The ‘rolling chassis’ design — a vehicle framework without bodywork — facilitates the rapid integration of prototype Human-Machine Interface (HMI) devices. In our context, HMI encompasses visual, audio, and human input devices (like steering wheels, pedals, joysticks, etc.). Integrating these devices into standard passenger vehicles usually requires considerable effort. However, their installation onto a rolling chassis is remarkably straightforward.

Figure 3: Rolling chassis (no bodywork)

Design Principles

Electric

Given the growing popularity of Battery Electric Vehicles (BEVs), we chose GRIP to be an all-electric platform, making it ideally suited to accelerate the internal development of technologies for Toyota’s BEV strategy. We chose in-wheel motors, which are packaged in the wheel unit themselves, to drive the vehicle. These in-wheel motors allow us to control the torque on each wheel more quickly and effectively and expand the vehicle capabilities that our advanced vehicle control systems can demonstrate. Beyond giving us expanded vehicle dynamics capabilities, in-wheel motors have the additional advantages of simplifying our powertrain design, increasing the space in the vehicle for easier future modification, and even being simpler to model in software.

Figure 4: Battery in the platform

Safety

Safety is always our top priority, and the main additional risk created by an electric powertrain is the risk due to exposure to high-voltage batteries. To minimize this in a flexible, research-oriented platform, we chose a 100V battery system over higher voltage options like the common 400V system. This lower voltage system, coupled with proper Personal Protective Equipment (PPE) and safety protocols, enables us to move quickly yet safely while modifying and integrating new technology into the vehicle. The lower voltage does limit the powertrain’s torque output but is still sufficient for us to reach speeds of around 60 mph.

Update Friendly

This aspect is crucial for a test bench. As mentioned earlier, using a rolling chassis simplifies hardware updates, including adding new devices and connecting wire harnesses. From a software standpoint, a centrally controlled system architecture facilitates testing new control concepts.

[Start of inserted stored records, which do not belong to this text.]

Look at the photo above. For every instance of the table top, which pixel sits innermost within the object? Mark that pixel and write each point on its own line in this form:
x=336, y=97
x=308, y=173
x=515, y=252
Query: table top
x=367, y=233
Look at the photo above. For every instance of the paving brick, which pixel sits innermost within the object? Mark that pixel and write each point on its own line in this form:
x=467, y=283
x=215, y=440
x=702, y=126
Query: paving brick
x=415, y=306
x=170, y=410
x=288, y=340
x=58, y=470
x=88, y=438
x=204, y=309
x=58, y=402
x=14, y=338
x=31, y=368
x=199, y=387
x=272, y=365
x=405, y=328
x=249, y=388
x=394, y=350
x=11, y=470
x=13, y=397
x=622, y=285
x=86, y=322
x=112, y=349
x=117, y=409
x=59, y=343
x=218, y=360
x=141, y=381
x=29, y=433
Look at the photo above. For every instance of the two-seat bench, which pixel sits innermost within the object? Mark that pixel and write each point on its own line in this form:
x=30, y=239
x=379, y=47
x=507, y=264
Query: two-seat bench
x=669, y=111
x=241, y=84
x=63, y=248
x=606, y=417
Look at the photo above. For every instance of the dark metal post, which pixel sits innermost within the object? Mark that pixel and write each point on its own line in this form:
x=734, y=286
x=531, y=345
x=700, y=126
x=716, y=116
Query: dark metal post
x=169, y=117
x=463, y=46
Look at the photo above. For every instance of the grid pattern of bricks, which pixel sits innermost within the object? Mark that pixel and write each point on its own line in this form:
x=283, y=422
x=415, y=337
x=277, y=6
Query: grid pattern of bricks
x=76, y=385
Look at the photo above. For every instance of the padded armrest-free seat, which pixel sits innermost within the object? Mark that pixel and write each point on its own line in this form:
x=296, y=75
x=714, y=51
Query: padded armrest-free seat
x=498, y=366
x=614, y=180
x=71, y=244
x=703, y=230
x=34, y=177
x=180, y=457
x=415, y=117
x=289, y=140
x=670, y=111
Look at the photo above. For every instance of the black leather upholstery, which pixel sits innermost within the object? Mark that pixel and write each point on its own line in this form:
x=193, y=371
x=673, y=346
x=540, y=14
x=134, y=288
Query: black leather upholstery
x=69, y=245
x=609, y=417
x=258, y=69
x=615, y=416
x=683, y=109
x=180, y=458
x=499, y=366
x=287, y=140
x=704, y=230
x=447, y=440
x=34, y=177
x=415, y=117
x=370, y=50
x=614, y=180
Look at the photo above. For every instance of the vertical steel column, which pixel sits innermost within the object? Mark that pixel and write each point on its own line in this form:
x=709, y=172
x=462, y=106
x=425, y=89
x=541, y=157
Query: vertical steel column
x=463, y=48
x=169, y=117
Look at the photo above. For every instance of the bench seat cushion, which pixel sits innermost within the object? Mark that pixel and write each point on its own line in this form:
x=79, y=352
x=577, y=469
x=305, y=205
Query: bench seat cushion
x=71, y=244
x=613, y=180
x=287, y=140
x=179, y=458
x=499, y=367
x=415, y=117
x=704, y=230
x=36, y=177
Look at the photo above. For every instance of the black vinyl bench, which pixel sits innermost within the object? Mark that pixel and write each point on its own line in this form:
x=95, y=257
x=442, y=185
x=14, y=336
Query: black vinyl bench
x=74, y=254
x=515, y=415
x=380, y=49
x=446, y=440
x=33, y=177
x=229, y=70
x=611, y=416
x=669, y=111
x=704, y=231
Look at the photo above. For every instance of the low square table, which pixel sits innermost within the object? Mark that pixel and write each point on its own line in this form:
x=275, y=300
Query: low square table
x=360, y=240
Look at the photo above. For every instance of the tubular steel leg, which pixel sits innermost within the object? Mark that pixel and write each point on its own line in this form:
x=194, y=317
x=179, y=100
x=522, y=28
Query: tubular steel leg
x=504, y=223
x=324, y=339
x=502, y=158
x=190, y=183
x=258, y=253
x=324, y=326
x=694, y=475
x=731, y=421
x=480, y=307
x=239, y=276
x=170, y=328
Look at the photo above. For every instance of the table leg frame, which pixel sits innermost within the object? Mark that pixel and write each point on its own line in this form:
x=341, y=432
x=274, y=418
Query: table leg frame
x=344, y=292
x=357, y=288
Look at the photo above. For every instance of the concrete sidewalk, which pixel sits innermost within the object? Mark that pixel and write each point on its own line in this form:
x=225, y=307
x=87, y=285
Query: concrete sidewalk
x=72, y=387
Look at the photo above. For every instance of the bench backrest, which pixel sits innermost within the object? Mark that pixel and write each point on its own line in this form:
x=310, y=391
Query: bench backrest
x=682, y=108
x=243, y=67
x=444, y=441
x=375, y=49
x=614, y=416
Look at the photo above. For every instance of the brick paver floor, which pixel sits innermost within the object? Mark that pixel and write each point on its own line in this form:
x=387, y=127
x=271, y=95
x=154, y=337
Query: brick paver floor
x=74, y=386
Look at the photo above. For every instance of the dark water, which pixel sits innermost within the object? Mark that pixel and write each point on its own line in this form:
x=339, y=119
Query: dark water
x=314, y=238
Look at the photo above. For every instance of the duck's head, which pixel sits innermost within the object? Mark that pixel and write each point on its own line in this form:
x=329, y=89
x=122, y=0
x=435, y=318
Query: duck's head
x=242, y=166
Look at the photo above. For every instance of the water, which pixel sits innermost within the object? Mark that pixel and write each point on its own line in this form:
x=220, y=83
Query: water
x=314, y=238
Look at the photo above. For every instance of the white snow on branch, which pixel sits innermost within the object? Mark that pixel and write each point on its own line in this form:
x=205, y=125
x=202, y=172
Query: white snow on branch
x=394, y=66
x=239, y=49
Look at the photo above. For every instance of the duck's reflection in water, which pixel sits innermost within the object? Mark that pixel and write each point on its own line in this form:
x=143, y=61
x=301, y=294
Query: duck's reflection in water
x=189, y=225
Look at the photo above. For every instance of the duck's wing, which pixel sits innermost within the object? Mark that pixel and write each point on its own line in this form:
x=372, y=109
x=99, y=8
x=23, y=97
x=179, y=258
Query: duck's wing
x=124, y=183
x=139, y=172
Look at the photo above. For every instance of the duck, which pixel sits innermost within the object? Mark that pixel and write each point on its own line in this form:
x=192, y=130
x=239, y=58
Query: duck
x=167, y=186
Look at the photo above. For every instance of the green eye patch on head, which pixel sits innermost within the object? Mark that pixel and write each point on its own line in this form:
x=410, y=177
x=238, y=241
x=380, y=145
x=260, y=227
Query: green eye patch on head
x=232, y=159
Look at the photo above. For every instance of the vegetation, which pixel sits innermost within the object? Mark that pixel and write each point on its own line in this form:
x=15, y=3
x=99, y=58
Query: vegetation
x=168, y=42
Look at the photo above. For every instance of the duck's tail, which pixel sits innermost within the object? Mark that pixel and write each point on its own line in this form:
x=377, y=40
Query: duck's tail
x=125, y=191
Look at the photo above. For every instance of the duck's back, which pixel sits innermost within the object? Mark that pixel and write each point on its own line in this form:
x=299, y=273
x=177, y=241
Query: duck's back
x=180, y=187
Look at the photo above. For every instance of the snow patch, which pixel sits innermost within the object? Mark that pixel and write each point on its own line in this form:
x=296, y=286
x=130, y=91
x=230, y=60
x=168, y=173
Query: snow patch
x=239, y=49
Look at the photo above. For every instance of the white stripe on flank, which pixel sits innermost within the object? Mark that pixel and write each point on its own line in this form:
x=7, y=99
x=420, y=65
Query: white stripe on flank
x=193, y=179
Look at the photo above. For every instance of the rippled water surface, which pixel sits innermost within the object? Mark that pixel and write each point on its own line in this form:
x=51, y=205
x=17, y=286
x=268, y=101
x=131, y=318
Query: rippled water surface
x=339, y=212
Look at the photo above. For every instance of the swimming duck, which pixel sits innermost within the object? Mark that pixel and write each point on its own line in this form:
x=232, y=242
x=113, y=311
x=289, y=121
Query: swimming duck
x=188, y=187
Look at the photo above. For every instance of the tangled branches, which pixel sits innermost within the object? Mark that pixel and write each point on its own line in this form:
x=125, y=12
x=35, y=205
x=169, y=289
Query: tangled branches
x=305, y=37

We centralized intelligent vehicle dynamics control functions, like skid control and lane trace control, in the central computers, simplifying software modifications.

Figure 5: Simple hardware design to allow for easy updates.

Current Research

As described in the previous Medium blog on “Driving Sensei: Unlocking Driving Mastery with AI” (https://medium.com/toyotaresearch/driving-sensei-87e049e5d2bc), “low-μ emulation” was selected as a first trial to validate the vehicle platform capability. Low-μ emulation is a feature in GRIP that simulates the behavior of a vehicle on low-traction surfaces, such as wet roads or snow or ice, even though the car is actually on dry asphalt. One of the reasons why ordinary people cannot address low-traction conditions is that they don’t have the opportunity to experience them because cars are designed not to make it happen. As GRIP has over-actuated capabilities, it can give drivers many options to experience them safely, and drivers can improve their skills on how to address them.

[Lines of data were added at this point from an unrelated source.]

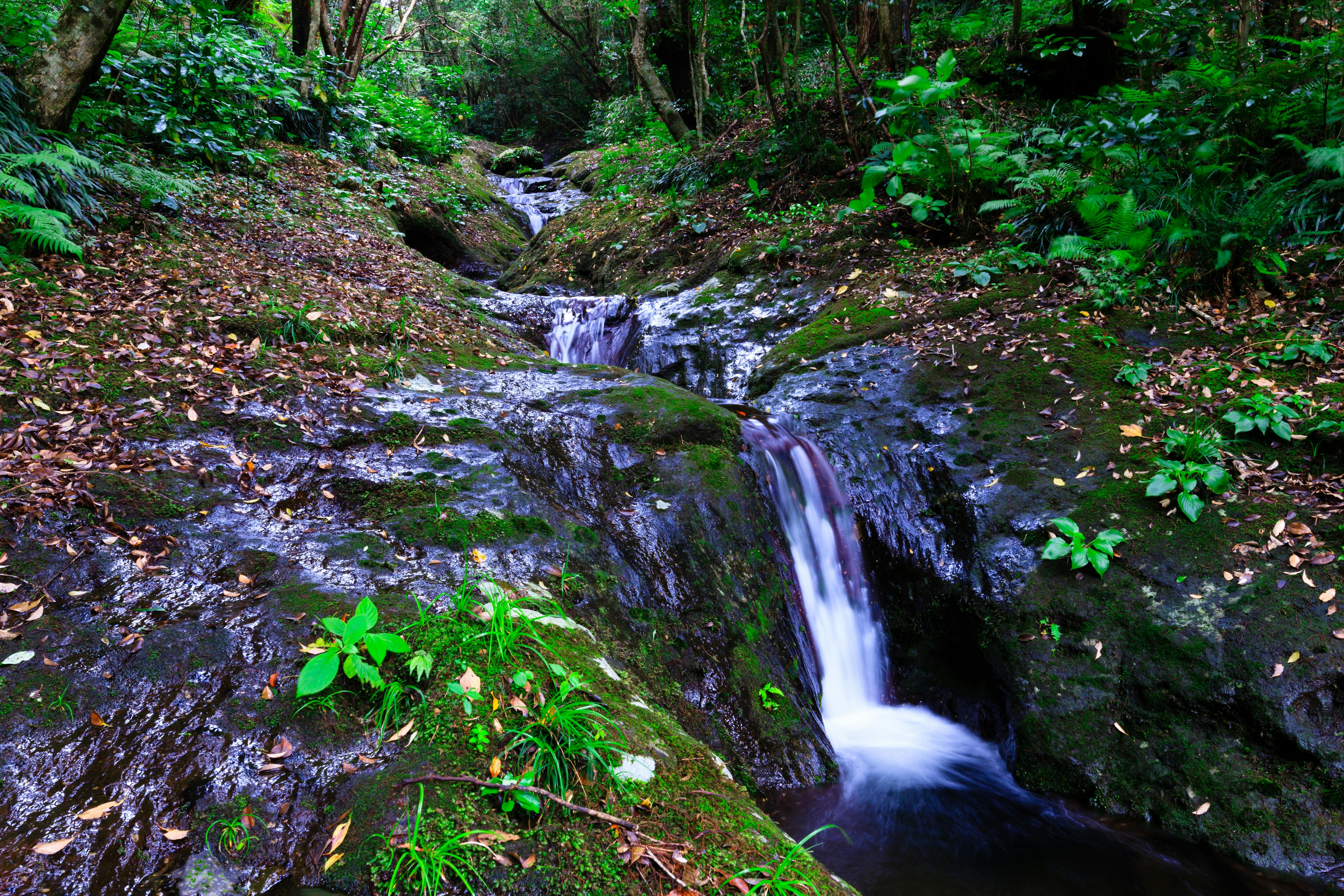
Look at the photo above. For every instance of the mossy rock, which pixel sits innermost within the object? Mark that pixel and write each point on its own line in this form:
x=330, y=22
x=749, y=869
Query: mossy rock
x=518, y=158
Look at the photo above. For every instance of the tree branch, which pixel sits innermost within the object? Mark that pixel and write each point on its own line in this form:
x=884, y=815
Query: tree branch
x=471, y=780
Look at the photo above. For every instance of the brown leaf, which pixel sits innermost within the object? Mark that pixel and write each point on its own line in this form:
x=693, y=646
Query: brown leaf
x=99, y=812
x=54, y=847
x=283, y=750
x=338, y=838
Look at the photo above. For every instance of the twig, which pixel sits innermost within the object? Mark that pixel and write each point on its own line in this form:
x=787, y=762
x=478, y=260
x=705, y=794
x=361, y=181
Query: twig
x=471, y=780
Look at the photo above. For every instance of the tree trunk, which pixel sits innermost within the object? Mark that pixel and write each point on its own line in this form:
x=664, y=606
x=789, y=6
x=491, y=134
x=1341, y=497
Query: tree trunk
x=300, y=25
x=650, y=77
x=62, y=70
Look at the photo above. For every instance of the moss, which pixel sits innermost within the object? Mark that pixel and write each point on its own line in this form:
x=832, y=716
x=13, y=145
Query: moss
x=664, y=415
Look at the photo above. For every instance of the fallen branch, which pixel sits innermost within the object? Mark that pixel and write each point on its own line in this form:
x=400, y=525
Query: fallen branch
x=529, y=789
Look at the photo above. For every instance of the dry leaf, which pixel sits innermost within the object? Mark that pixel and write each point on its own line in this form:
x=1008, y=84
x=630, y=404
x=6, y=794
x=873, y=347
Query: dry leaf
x=99, y=812
x=338, y=838
x=54, y=847
x=283, y=750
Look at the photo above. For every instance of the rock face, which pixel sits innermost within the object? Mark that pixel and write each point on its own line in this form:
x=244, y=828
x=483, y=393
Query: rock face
x=631, y=485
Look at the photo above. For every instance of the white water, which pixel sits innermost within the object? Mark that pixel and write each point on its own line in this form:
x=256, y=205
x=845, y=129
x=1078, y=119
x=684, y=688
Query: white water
x=878, y=746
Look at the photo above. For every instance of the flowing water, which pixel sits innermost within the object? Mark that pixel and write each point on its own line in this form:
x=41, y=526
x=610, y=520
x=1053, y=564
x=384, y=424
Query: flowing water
x=928, y=808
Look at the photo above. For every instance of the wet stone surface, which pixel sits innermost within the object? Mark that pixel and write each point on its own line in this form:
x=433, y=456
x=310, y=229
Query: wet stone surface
x=525, y=467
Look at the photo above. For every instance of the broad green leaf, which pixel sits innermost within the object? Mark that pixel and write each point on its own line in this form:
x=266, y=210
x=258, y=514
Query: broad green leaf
x=1160, y=484
x=1066, y=526
x=1190, y=506
x=1100, y=562
x=368, y=609
x=318, y=673
x=1054, y=550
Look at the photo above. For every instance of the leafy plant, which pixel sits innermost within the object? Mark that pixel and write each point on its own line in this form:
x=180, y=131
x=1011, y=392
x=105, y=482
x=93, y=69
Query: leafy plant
x=1080, y=550
x=1134, y=373
x=344, y=652
x=569, y=737
x=1262, y=413
x=1187, y=476
x=784, y=878
x=422, y=863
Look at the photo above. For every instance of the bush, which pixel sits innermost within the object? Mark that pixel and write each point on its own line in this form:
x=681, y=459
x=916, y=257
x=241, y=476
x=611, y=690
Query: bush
x=517, y=159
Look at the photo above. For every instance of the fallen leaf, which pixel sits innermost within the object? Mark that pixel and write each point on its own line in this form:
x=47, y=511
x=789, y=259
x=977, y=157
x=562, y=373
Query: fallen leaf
x=283, y=750
x=338, y=838
x=99, y=812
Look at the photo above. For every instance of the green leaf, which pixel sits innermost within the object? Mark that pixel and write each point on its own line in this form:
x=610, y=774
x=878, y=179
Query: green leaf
x=1066, y=526
x=1217, y=480
x=1160, y=484
x=318, y=672
x=1054, y=550
x=1190, y=506
x=355, y=629
x=368, y=610
x=379, y=645
x=1100, y=562
x=1108, y=540
x=1080, y=556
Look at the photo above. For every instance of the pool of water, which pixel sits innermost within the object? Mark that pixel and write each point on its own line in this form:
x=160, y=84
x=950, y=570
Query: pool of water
x=982, y=843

Figure 6: Complete platform

What’s next?

In addition to the mechanical advancements, integrating cutting-edge augmented reality and virtual reality (AR/VR) features into GRIP could potentially take its research capabilities to unprecedented levels. The AR/VR features will overlay virtual visual effects onto GRIP’s real-world vehicle maneuver emulation. By blending virtual elements with physical maneuvers, researchers will be able to simulate complex driving scenarios and environmental conditions with a level of realism and control previously unattainable.

The AR/VR integration in GRIP stands to not only enhance the fidelity of research simulations but also to open doors to innovative studies that were previously hindered by technological limitations. This advancement promises a significant leap forward in automotive research, offering an unparalleled tool for exploring and discovering the field.